The Creative Commons Licenses

In its current iteration, Creative Commons is a series of six licenses varied in the rights that the copyright holder is retaining versus the ones they are giving up.

The attributes of these licenses are as follows:

  • BY: All Creative Commons licenses (other that public domain dedications) require attribution. This means that all licenses begin with the BY modifier.

  • NC: Stands for non-commercial. A licence with an NC modifier can not be used for a commercial purpose, such as being sold or used in an advertisement.

  • ND: Stands for no derivatives. A Creative Commons with an ND modifier bars the creation of derivative works based upon the original, such as rewriting a work or translating it.

  • SA: Stands for share alike. Licenses that allow derivatives, meaning they lack the ND modifier, can require that derivative creations “share alike” or license their new creations under the same terms.

This sets makes it so that there are six difference CC licenses that can exist. CC-BY, CC-BY-SA, CC-BY-ND, CC-BY-NC, CC-BY-NC-SA and CC-BY-NC-ND. Creative Commons also offers a CC0 license for those who wish to waive all copyright interest in a work, including attribution.

Most open access journals use CC-BY licenses, which are the most “open” of the traditional CC licenses and require only attribution when reusing the work, without placing any other restrictions on that reuse.

However, other CC licenses are often used, including the Nature Publishing Group, which offers CC-BY, CC-BY-NC and CC-BY-NC-SA licenses on its journals with open access options.

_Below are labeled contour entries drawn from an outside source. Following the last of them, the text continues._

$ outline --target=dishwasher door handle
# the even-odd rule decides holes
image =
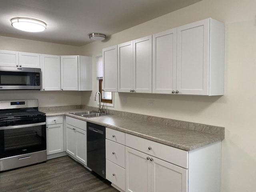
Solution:
[[[95,128],[93,128],[93,127],[89,127],[88,128],[88,129],[89,130],[92,131],[96,133],[99,133],[100,134],[101,134],[103,135],[104,134],[104,132],[101,130],[100,130],[99,129],[97,129]]]

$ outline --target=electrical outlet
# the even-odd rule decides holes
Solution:
[[[53,100],[54,99],[55,99],[55,96],[50,96],[50,100]]]
[[[124,97],[123,98],[123,102],[124,103],[127,103],[127,97]]]
[[[149,100],[148,100],[148,104],[149,105],[154,105],[154,101]]]

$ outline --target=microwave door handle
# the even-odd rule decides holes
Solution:
[[[6,127],[0,127],[0,130],[7,130],[8,129],[18,129],[19,128],[24,128],[25,127],[34,127],[34,126],[39,126],[40,125],[46,125],[45,122],[42,123],[34,123],[32,124],[27,124],[26,125],[14,125],[12,126],[8,126]]]

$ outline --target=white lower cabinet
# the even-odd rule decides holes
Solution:
[[[62,116],[46,117],[46,152],[47,155],[64,150]]]
[[[106,176],[112,185],[125,190],[125,134],[106,129]]]
[[[187,169],[128,147],[126,154],[126,191],[187,191]]]
[[[87,166],[86,122],[68,116],[66,118],[66,152]]]
[[[220,192],[221,142],[190,151],[125,135],[126,192]]]

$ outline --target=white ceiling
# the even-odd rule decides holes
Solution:
[[[0,0],[0,36],[81,46],[89,34],[107,36],[201,0]],[[42,32],[15,29],[10,20],[29,17],[47,25]]]

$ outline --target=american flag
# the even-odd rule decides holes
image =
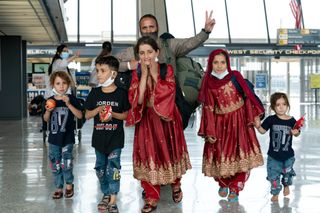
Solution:
[[[301,20],[302,20],[301,2],[300,0],[291,0],[289,5],[290,5],[291,12],[293,14],[293,17],[296,20],[295,28],[301,29]],[[295,45],[296,50],[300,50],[301,47],[302,47],[301,44]]]

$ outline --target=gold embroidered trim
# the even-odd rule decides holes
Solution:
[[[179,162],[166,162],[162,165],[156,165],[152,158],[149,158],[149,164],[142,162],[133,162],[133,176],[138,180],[150,182],[152,185],[167,185],[174,183],[191,169],[189,154],[184,152]]]
[[[202,162],[202,172],[205,176],[209,177],[222,177],[227,178],[234,176],[239,172],[248,172],[253,168],[263,165],[263,156],[260,149],[254,145],[254,151],[251,151],[249,154],[245,154],[243,151],[240,151],[240,158],[227,159],[222,153],[221,163],[214,162],[214,156],[204,157]]]
[[[226,113],[230,113],[230,112],[238,110],[239,108],[241,108],[243,106],[243,104],[244,104],[243,99],[239,98],[236,103],[234,103],[233,101],[230,101],[230,103],[225,107],[215,106],[214,110],[215,110],[215,113],[217,113],[217,114],[226,114]]]

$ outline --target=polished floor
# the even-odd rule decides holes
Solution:
[[[183,201],[175,204],[170,188],[161,188],[161,200],[156,213],[214,212],[320,212],[320,106],[292,106],[296,118],[305,114],[306,125],[300,137],[294,138],[297,176],[291,193],[278,203],[270,202],[265,165],[253,169],[240,194],[238,204],[228,203],[218,194],[213,179],[201,173],[203,141],[197,137],[199,114],[185,130],[193,169],[182,179]],[[0,121],[0,212],[98,212],[101,198],[93,169],[94,149],[90,145],[92,121],[85,123],[82,140],[74,148],[75,195],[72,199],[53,200],[54,190],[48,168],[47,143],[43,143],[40,117],[22,121]],[[268,133],[258,135],[266,157]],[[126,143],[122,152],[121,188],[118,196],[120,213],[138,213],[143,205],[141,187],[132,176],[133,129],[126,128]],[[319,205],[319,206],[318,206]]]

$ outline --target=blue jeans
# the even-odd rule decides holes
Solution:
[[[64,181],[66,184],[73,183],[73,144],[65,147],[49,144],[50,167],[54,176],[54,184],[57,189],[62,189]]]
[[[104,195],[117,195],[120,190],[121,149],[113,150],[109,155],[96,151],[96,175]]]
[[[295,158],[291,157],[286,161],[277,161],[272,157],[268,156],[267,158],[267,180],[271,183],[270,193],[272,195],[278,195],[282,189],[281,183],[283,186],[292,185],[293,176],[296,176],[296,173],[293,170]]]

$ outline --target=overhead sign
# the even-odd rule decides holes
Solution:
[[[310,74],[310,88],[311,89],[320,88],[320,73]]]
[[[320,29],[278,29],[278,45],[318,45]]]

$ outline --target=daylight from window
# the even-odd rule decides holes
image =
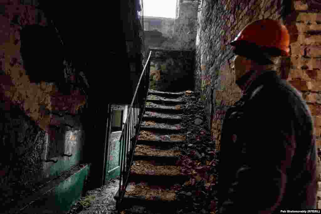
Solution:
[[[143,0],[144,15],[175,18],[176,0]]]

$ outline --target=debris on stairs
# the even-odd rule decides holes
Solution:
[[[121,213],[215,213],[215,142],[197,97],[149,90]]]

However, the basic idea is simple, the more modifiers a license has, the more restrictive it is. While CC-BY and CC-BY-SA are considered by Creative Commons to be “Free Culture” licenses, virtually any CC license can be viewed as an open access license as it allows the public to access the research for free.

 

Why This is Important

According to PLOS, over 1.2 million articles have been published under CC licenses, including some 720,000 of them under CC-BY. When PLOS claims that CC has become the de facto standard for the open access movement, it’s very right.

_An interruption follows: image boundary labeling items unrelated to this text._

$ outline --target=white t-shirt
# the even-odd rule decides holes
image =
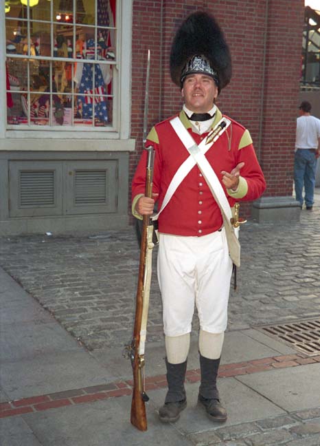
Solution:
[[[320,119],[315,116],[299,116],[297,119],[295,149],[317,149],[320,138]]]

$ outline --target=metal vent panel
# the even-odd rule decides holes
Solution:
[[[116,212],[117,160],[68,161],[65,169],[66,214]]]
[[[20,171],[19,206],[54,206],[54,171]]]
[[[76,204],[90,205],[106,202],[106,170],[75,171]]]
[[[59,161],[10,160],[10,217],[62,215],[62,173]]]
[[[264,326],[257,329],[308,356],[320,354],[320,319]]]

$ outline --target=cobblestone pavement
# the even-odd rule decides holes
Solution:
[[[242,227],[242,266],[238,290],[231,292],[228,330],[319,317],[319,216],[315,206],[301,211],[300,222]],[[155,270],[156,256],[157,248]],[[138,264],[131,227],[95,235],[0,237],[0,265],[89,350],[130,339]],[[149,342],[162,337],[156,275]]]
[[[319,446],[320,409],[192,434],[189,438],[195,446]]]

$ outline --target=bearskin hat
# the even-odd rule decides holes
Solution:
[[[212,15],[194,12],[182,23],[171,47],[170,73],[173,82],[180,87],[185,76],[194,73],[213,77],[219,92],[230,82],[230,52]]]

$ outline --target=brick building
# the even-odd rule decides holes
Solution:
[[[151,52],[148,114],[151,127],[181,106],[180,92],[169,72],[170,45],[182,20],[197,10],[214,14],[231,49],[233,74],[218,97],[218,107],[249,129],[266,178],[266,191],[255,204],[252,215],[261,221],[275,215],[281,220],[298,217],[292,199],[293,148],[301,76],[303,0],[83,0],[81,7],[78,0],[73,0],[69,7],[69,23],[66,22],[65,11],[63,15],[62,10],[58,11],[52,3],[38,0],[32,8],[23,7],[24,19],[21,14],[25,10],[18,11],[16,1],[11,11],[0,12],[0,24],[5,23],[5,28],[0,27],[1,54],[5,54],[2,50],[6,48],[7,66],[15,67],[25,60],[29,67],[25,76],[30,76],[32,63],[42,58],[40,68],[50,98],[47,120],[38,121],[42,127],[36,125],[37,118],[32,116],[30,106],[32,94],[40,98],[38,87],[36,93],[32,89],[29,91],[27,86],[27,93],[21,89],[14,92],[17,103],[22,102],[23,96],[29,100],[24,115],[23,110],[14,111],[14,106],[5,109],[5,61],[1,57],[0,234],[106,230],[130,222],[130,184],[142,150],[147,50],[150,48]],[[60,9],[62,3],[70,3],[60,1]],[[10,3],[5,2],[6,8]],[[90,22],[91,3],[95,8]],[[58,14],[64,17],[60,19],[65,21],[63,23],[57,22]],[[43,23],[43,34],[35,31],[38,23]],[[18,47],[16,39],[10,40],[8,36],[11,30],[16,36],[21,25],[24,34],[30,37],[29,43],[25,52],[18,54],[14,49],[12,52],[10,45]],[[46,47],[42,43],[42,53],[36,52],[36,45],[45,41],[44,27],[47,28],[46,56],[43,56]],[[97,39],[103,34],[113,51],[100,63],[102,67],[111,66],[113,70],[112,81],[100,93],[105,96],[98,96],[90,90],[92,96],[86,92],[84,96],[86,103],[87,98],[90,103],[91,97],[95,107],[99,98],[105,98],[108,107],[112,105],[112,120],[109,118],[107,124],[102,124],[92,116],[91,120],[86,120],[82,115],[82,120],[78,119],[79,110],[75,104],[79,93],[72,80],[67,80],[65,89],[58,96],[65,116],[69,111],[71,117],[60,127],[54,123],[54,115],[58,119],[56,103],[52,111],[50,109],[56,97],[56,89],[52,85],[56,78],[52,77],[54,82],[49,74],[54,73],[57,61],[65,63],[66,59],[64,56],[55,59],[55,42],[58,35],[62,35],[71,48],[69,65],[74,74],[76,47],[81,33],[86,38]],[[32,46],[35,54],[32,52]],[[102,60],[97,59],[98,52],[91,63]],[[72,105],[67,110],[69,98]],[[40,187],[34,178],[40,181]],[[39,199],[47,188],[47,195]],[[242,209],[247,215],[251,212],[249,204]]]

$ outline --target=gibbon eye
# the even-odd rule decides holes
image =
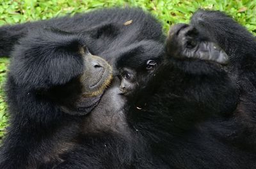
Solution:
[[[129,72],[125,71],[124,75],[123,77],[125,79],[130,79],[131,77],[131,73],[129,73]]]
[[[153,60],[148,60],[147,62],[147,70],[152,70],[155,68],[156,66],[157,65],[157,63],[155,61]]]

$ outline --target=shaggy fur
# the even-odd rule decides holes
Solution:
[[[124,25],[130,20],[131,24]],[[54,116],[50,105],[43,108],[29,95],[19,97],[29,93],[28,85],[13,87],[16,84],[9,77],[12,125],[0,156],[1,168],[254,168],[255,39],[219,11],[200,10],[191,25],[198,31],[199,41],[213,41],[224,50],[228,64],[196,56],[173,57],[172,50],[163,57],[161,26],[137,10],[101,10],[0,29],[10,30],[3,38],[11,44],[6,47],[12,48],[29,27],[51,26],[79,33],[89,50],[114,68],[129,65],[140,74],[147,61],[157,60],[158,64],[153,73],[140,77],[138,87],[129,96],[118,94],[115,78],[98,106],[83,118]],[[12,31],[20,27],[22,33]],[[34,104],[38,112],[28,113],[36,109],[20,104]]]

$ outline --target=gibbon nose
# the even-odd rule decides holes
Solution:
[[[125,94],[127,92],[127,88],[125,87],[125,86],[121,85],[119,89],[120,90],[120,91],[122,92],[122,93]]]
[[[92,64],[93,65],[93,68],[102,68],[103,66],[96,60],[93,60],[92,61]]]

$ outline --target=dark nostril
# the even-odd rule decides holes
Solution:
[[[102,66],[96,61],[93,61],[92,62],[92,65],[95,68],[102,68]]]
[[[120,90],[122,91],[122,93],[126,92],[126,87],[125,86],[120,86]]]

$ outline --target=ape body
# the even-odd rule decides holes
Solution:
[[[177,46],[180,50],[173,50],[170,40],[179,44],[179,34],[186,30],[177,28],[177,31],[173,31],[179,38],[175,40],[176,36],[170,35],[163,56],[161,52],[163,50],[160,26],[156,24],[154,18],[141,11],[132,10],[127,15],[127,11],[124,10],[125,15],[121,15],[125,17],[118,22],[120,24],[106,22],[106,24],[97,25],[106,18],[104,17],[106,15],[100,14],[104,13],[102,11],[93,12],[92,15],[87,14],[92,17],[101,16],[100,20],[95,20],[96,26],[92,29],[87,29],[82,24],[77,29],[72,28],[66,18],[64,21],[56,19],[3,28],[3,32],[6,29],[11,30],[7,33],[12,38],[3,37],[4,40],[10,42],[6,44],[10,44],[11,48],[19,37],[25,36],[28,27],[38,29],[40,24],[67,32],[79,33],[92,54],[103,57],[112,64],[114,70],[125,70],[125,68],[128,68],[138,77],[135,81],[138,85],[129,88],[131,93],[124,96],[116,94],[120,92],[119,86],[122,88],[124,77],[121,77],[121,82],[115,78],[111,87],[103,94],[90,114],[84,118],[75,116],[81,122],[79,122],[81,126],[77,128],[77,136],[75,137],[72,151],[58,153],[61,159],[60,163],[45,163],[41,167],[253,168],[256,165],[253,148],[256,110],[255,38],[221,13],[198,11],[194,14],[191,22],[191,27],[198,34],[191,36],[190,33],[184,33],[181,38],[189,39],[188,41],[192,38],[196,40],[196,44],[202,44],[203,47],[205,44],[210,44],[206,46],[210,47],[211,51],[218,51],[219,55],[216,57],[209,55],[207,57],[205,54],[209,52],[205,51],[191,52],[193,55],[183,52],[184,49],[191,48],[191,44],[192,48],[194,47],[191,41],[188,43],[189,47],[183,44]],[[113,11],[110,10],[109,15]],[[140,14],[136,14],[138,17],[130,18],[130,15],[134,13]],[[112,21],[115,18],[119,20],[113,15]],[[70,23],[75,25],[77,22],[76,23],[79,25],[79,22],[84,20],[82,18],[76,20],[77,18],[75,17],[70,20]],[[137,22],[134,18],[141,20],[134,26],[132,24]],[[131,19],[132,19],[131,25],[124,26],[123,23]],[[146,20],[152,20],[152,25],[143,27],[146,24],[141,22],[146,23]],[[157,29],[154,30],[154,26]],[[20,31],[22,33],[18,31],[13,34],[12,29],[20,27],[23,29]],[[92,36],[86,36],[88,34]],[[218,50],[212,49],[216,47],[212,44],[217,45]],[[154,48],[156,46],[159,47],[157,48],[159,50]],[[210,50],[208,48],[206,51]],[[8,50],[3,51],[8,52]],[[204,54],[201,55],[202,53]],[[229,57],[228,64],[227,58],[223,57],[225,53]],[[154,61],[157,64],[149,71],[148,61]],[[118,105],[115,105],[116,103]],[[109,109],[107,104],[113,105],[112,109]],[[43,117],[40,114],[38,115]],[[60,122],[49,124],[65,130]],[[28,136],[26,138],[30,138],[31,135]],[[13,140],[19,138],[15,135],[12,137]],[[20,139],[26,140],[26,138]],[[43,138],[44,140],[45,138]],[[23,149],[19,149],[19,147],[12,149],[12,146],[6,144],[8,136],[6,140],[3,150],[8,150],[10,154],[9,156],[1,156],[0,166],[2,165],[3,168],[19,167],[24,163],[21,161],[22,158],[19,158],[26,153],[20,154],[23,153]],[[30,143],[33,145],[34,142],[26,143],[28,147],[33,149]],[[61,147],[54,148],[61,150]],[[39,151],[45,152],[45,149]],[[35,154],[31,160],[37,159],[36,153],[33,151],[29,153]],[[16,166],[8,166],[8,160],[13,161],[14,163],[10,164]]]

However, the STM Association, the publisher which brought about much of the recent controversy by introducing its own, non-CC, open access licenses, is also accurate when it says that CC licenses were “not specifically designed” for academic research. CC licenses have their origin in the creative field, hence the name.

But this doesn’t mean that CC licenses can’t or shouldn’t be used for research. When it comes to copyright, novelists and researchers face many of the same issues. If a CC license can work well on one text work, it can work well on a research paper as it is the type of content that is most important under copyright law.

Still, if Creative Commons is to be the standard bearer for open access, it’s important to understand both what the organization is and what their licenses are. As useful as CC licenses can be for open access, without understanding of what Creative Commons is and stands for, it will do no good.

After all, a license is only as good as how closely it is followed and used. Creative Commons may be a powerful tool, but understanding how it works is what will unlock its power.

The opinions expressed here are my own and do not represent the views of iThenticate.